Obeying the principles that rituals entail food and food entails desserts, Chow, Baby chose to observe the anniversary of 9/11 by eating cheesecake all day long. This decision was equal parts logic, love of cheesecake, and a wish to honor one of Chow, Baby’s late pals, a pastry chef at the World Trade Center’s Windows on the World restaurant who picked the wrong day to go to work early.

At Randall’s Gourmet Cheesecake in downtown Fort Worth, Chow, Baby was greeted by a sweaty guy in shorts (sob — René had hairy legs, too) who led the way into a dark, soothing cave filled with Ray Charles-style soulful blues. Chow, Baby’s pre-cheesecake stomach coating of chicken tarragon ($8.95) was marvelous: chunks of breast meat tossed in a not-too-mayonnaisey dressing with oodles of fresh herbs and sliced almonds, served with not-enough marinated tomato salad but plenty of fresh hot bread. Extra salad can be ordered for $3, but Chow, Baby was ready to move on to the main event: raising a dessert fork to the dead.

Perfect Waiter (gracious but not phony-friendly) pretended not to notice Chow, Baby’s tears as he delivered slice after $5 slice of creamy, rich sweetness: amaretto-infused, then blueberry-topped, then walnut-raspberry-filled. “What else you got?” hurried Chow, Baby, growing nauseated at the sight of sweaty hairy guy quad-stretching in such a way that things could fall out, à la the gym teacher in Scary Movie. But Chow, Baby can put up with overdone beefcake when the cheesecake is nearly as good as René’s was. (Sob.) Another slice, please.

Incredible, Edible

After its monthly East Lancaster drive-by to see if Pho 747 is open for business yet (nope), Chow, Baby took a random left turn to wind through the pretty streets of Meadowbrook. Suddenly, like a WB ad, here’s four quirkily attractive teenagers strolling down the street carrying little boxes. Band candy! Natch, Chow, Baby began digging for its wallet.

But as the kids came near, their packages focused into cartons of eggs. The spokesmodel explained that they were collecting money for their school, a go-go-Gospel academy near Tyler, and asked if it would be worth anything to Chow, Baby to watch them smash eggs on one another. Chow, Baby allowed as how this would be worth a great deal of money indeed. Emptying its wallet into the future missionaries’ hands, Chow, Baby joined in the albumin baptism.

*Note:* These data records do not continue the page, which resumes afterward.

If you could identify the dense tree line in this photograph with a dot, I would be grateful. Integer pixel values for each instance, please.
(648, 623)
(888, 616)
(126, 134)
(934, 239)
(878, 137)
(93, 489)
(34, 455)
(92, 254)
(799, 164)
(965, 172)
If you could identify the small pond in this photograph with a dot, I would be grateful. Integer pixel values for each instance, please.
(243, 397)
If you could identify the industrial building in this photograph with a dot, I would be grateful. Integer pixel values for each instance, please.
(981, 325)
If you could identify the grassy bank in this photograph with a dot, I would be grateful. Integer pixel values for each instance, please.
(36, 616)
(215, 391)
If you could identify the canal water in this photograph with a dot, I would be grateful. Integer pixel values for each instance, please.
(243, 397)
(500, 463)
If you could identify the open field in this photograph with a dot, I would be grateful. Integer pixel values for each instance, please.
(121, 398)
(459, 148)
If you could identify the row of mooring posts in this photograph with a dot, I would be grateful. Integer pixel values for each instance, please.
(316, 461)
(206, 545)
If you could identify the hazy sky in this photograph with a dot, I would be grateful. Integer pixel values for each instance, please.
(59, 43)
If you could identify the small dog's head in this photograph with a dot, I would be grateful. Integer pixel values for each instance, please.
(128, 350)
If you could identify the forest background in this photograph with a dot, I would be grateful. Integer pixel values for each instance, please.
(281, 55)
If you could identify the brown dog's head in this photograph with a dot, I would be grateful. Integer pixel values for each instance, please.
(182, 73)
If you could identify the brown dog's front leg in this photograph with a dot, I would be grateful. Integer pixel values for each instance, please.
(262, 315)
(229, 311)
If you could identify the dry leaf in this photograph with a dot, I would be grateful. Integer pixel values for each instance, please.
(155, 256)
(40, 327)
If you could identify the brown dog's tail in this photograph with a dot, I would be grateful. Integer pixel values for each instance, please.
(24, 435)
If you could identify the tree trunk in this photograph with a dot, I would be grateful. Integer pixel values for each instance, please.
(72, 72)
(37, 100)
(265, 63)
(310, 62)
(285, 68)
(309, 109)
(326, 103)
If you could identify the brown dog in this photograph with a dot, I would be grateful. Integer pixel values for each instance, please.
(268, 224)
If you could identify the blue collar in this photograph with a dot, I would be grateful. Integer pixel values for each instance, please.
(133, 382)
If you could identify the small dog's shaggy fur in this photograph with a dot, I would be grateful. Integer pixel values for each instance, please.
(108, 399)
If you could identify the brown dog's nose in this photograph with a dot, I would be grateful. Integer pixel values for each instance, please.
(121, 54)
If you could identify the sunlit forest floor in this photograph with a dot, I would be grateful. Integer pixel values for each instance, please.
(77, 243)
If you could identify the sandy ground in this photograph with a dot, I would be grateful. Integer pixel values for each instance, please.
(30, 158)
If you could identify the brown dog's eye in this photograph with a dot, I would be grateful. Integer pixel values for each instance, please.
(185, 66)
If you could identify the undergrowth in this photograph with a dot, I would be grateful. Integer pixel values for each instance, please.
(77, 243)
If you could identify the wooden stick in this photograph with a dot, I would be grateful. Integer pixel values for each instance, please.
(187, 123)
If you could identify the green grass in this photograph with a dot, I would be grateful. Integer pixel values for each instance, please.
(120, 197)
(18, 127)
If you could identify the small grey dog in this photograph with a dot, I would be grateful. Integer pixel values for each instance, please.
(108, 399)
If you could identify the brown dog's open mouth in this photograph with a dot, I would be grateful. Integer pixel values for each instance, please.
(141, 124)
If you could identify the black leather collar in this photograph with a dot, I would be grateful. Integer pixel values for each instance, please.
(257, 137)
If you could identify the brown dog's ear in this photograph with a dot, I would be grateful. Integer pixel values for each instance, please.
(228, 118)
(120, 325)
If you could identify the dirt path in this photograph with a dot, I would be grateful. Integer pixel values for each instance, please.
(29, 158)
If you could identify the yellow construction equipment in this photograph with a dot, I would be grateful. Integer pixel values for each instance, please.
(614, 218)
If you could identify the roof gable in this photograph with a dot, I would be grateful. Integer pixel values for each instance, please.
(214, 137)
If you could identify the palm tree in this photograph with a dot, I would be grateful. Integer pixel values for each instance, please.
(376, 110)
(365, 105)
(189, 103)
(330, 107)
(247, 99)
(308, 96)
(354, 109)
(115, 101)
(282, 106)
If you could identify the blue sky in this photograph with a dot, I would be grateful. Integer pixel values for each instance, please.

So here’s Nicole, Anna, Nathan, Brandi, and Chow, Baby, standing in the middle of Scenery Hill Road smashing eggs on each other’s heads. Handfuls of gooey stuff, cute teenagers squirming — Chow, Baby could think of only one thing: French toast. Slightly sticky, Chow, Baby zoomed over to the homestylicious Paris Coffee Shop at W. Magnolia and Hemphill. If anybody makes a better egg-drenched Texas toast and nice crispy bacon ($4) served by warmly devoted waitresses, Chow, Baby wants to hear about it. If anybody makes a better egg custard pie ($2.25), Chow, Baby will be surprised. Eggs: They’re God’s gift.